Viruses replicate by introducing their genetic material into new host cells. In naturally-occurring viral infections, this genetic material provides instructions to the host cell for making more viruses. The potential for viruses to introduce genetic material (e.g., DNA) into cells has long been exploited for scientific and medical purposes by replacing the original viral genes with a therapeutic payload. Such viruses, reprogrammed to deliver a therapeutic payload, are known as “vectors.”
A virus known as “adeno-associated virus” (AAV) has been engineered into an efficient vector. AAV vectors have had the DNA encoding all of the viral genes deleted and replaced with a therapeutic payload, so there is no potential for them to replicate. Such vectors based on AAV have been tested in numerous human clinical trials.

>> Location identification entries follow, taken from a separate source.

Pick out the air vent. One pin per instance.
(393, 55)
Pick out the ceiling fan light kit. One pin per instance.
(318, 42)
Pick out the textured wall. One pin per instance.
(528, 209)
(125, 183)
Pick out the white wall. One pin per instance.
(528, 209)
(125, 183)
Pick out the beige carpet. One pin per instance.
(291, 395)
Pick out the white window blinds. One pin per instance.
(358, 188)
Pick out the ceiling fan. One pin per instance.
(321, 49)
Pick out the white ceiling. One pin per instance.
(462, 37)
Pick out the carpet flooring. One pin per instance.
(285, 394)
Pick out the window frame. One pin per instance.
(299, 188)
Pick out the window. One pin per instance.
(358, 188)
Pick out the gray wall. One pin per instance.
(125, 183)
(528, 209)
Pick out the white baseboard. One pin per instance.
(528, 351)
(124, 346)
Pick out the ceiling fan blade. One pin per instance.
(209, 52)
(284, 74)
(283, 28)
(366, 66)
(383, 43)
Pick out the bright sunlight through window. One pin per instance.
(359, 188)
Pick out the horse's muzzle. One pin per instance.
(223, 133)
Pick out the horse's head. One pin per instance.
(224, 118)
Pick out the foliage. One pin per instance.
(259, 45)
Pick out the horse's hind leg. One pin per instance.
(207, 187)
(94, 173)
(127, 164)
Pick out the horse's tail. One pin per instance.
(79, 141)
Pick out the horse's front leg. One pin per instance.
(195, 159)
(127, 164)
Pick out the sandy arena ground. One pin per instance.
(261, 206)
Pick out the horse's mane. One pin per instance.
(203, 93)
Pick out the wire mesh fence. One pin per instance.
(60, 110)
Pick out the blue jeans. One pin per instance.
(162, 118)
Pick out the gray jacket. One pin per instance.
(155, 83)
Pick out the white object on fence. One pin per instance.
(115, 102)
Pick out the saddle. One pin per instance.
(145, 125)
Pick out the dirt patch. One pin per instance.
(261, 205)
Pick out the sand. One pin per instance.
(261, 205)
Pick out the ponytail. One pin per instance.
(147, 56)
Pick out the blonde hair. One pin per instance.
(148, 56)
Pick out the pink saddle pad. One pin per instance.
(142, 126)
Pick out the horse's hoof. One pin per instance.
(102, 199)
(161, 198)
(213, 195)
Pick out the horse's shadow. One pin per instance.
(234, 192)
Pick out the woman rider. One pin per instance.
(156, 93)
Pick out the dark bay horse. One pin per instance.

We engineered an AAV vector to contain DNA encoding eCD4-Ig. Monkeys that received a single injection of this AAV vector into their quadriceps secreted eCD4-Ig into the bloodstream, and were completely protected from infection despite multiple intravenous injections of live virus. This initial proof-of-concept experiment demonstrated that a single injection of AAV encoding eCD4-Ig can be effective as an alternative to conventional approaches for vaccinating against HIV.
We are also investigating the ability of a single injection of AAV that produces eCD4-Ig to suppress viral replication in someone who is already infected with HIV. Thus, AAV-produced eCD4-Ig may provide a backstop against viral resistance to other therapies, or even be a stand-alone, one-time intervention for treating HIV-infection.